Cuando se despertó, con el
sol ya bastante alto, se sintió alegre y pletórico. Se levantó y se desperezó
frente a la ventana que daba al huerto de la hacienda, donde la tal Dulcinea
estaba ocupada con labores propias del campo. No pudo Anselmo por menos que
reparar en las formas de la campesina, pues, agachada sobre los tomates, su
blusa se descolgaba un poco, dejando entrever apetitosas viandas, y su falda se
le colaba entre las piernas, ofreciendo un buen ver, y aún mejor imaginar, de
unos suculentos muslos que, si bien, pensó Anselmo, no estarían todo lo limpios
que un ebanista de Ponferrada pudiera desear, sí era bien cierto que, dadas las
circunstancias y, sobre todo, la ausencia de cualquier otra fémina de mejor
prometer por las cercanías, tampoco era como para hacer ascos ni marcarse
demasiados melindres. Así que salió a su encuentro a mosconear.
La mujer mostraba
curiosidad por la forma, para ella tan peculiar, de hablar de Anselmo; por la
manera, para ella tan rara, que tenía de vestir, y por todo lo de extraño que
tenía su modo de ser. Curiosidad que Anselmo interpretó como invitación al
galanteo, así que, en cuanto se cansó de darle al pico, probó fortuna con la
sutileza a la que estaba habituado en las fiestas de botellón y porros en las
que había forjado sus artes amatorias:
―¿Qué, cordera? ¿Nos marcamos
un coito?
La mujer lo miró sin saber
si había entendido lo que entendía o si se trataba de algo incomprensible para
ella en la extraña modalidad de castellano que hablaba aquel individuo.
―Me temo que no os
comprendo, señor. Hacedme la merced de explicaros con un lenguaje más asequible
a una modesta campesina como yo.
Anselmo se abalanzó sobre
ella, todo él convertido en pulpo desenfrenado:
―Pues que estamos solos y
hay que aprovechar, que en Ponferrada las tías van de estrechas este año y no se
come uno un rosco.
La campesina trataba de
deshacerse del fogoso extranjero y daba gritos pidiendo ayuda, aunque pensaba
Anselmo que de poco habían de servirle, estando sólo ellos dos en las
proximidades.
De pronto, al galope
tendido, la lanza en ristre apuntando directamente hacia él, vio Anselmo
aparecer sobre los campos al estrafalario caballero de la armadura, que, a
juzgar por su expresión y por las cosas que gritaba, no parecía estar mucho por
la labor de compartir a la campesina:
―¡Vive Dios que te he de
atravesar con mi lanza y en este punto darte muerte, maldito traidor! Non
fuyades, cobarde, que nadie en este mundo pondrá mano sobre mi señora Dulcinea
y vivirá para contarlo. ¡Muere, gusano!
La punta de la lanza le
entró por el pecho justo a la altura del corazón. Anselmo lanzó un quejido
sordo mientras sentía como la vida se le escapaba a borbotones.

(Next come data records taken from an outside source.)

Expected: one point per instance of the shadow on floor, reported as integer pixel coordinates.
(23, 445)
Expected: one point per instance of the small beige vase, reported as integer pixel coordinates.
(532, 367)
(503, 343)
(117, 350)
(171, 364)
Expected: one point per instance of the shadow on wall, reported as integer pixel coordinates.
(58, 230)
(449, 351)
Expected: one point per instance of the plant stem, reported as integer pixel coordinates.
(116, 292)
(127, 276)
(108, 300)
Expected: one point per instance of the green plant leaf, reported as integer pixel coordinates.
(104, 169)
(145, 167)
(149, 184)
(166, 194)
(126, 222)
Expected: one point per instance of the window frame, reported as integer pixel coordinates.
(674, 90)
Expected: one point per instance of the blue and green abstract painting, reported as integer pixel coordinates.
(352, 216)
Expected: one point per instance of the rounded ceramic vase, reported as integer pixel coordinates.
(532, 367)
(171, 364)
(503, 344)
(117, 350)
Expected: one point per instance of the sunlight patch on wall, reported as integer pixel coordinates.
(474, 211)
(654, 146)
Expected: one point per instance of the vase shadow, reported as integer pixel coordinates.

El tortazo le hizo regresar
al mundo. La señora Colasa, con expresión amenazadora, con sus cabellos
descolgados sobre la cara de Anselmo, le bombardeaba con proyecciones salivares
mientras le voceaba.
―¡Las diez de la mañana y
todavía en la cama, gandul! Otra vez borracho perdido de botellón hasta las
seis de la mañana y luego todo el día en la cama, ¿no? ¡Venga, arriba y a
buscar trabajo, que te voy a dar una somanta palos que no te va a conocer ni la
jodía esa de la Dulcinea, quienquiera que sea!
Y con otro guantazo, para
que no fuera a dormírsele otra vez, le dejó la señora Colasa para que se
despejara y a ver si hacía algo de provecho durante el día, que ya estaba bien.
―¡Hala, me voy a la compra!
Mejor será que no te encuentre en la cama cuando vuelva. ¡Adiós!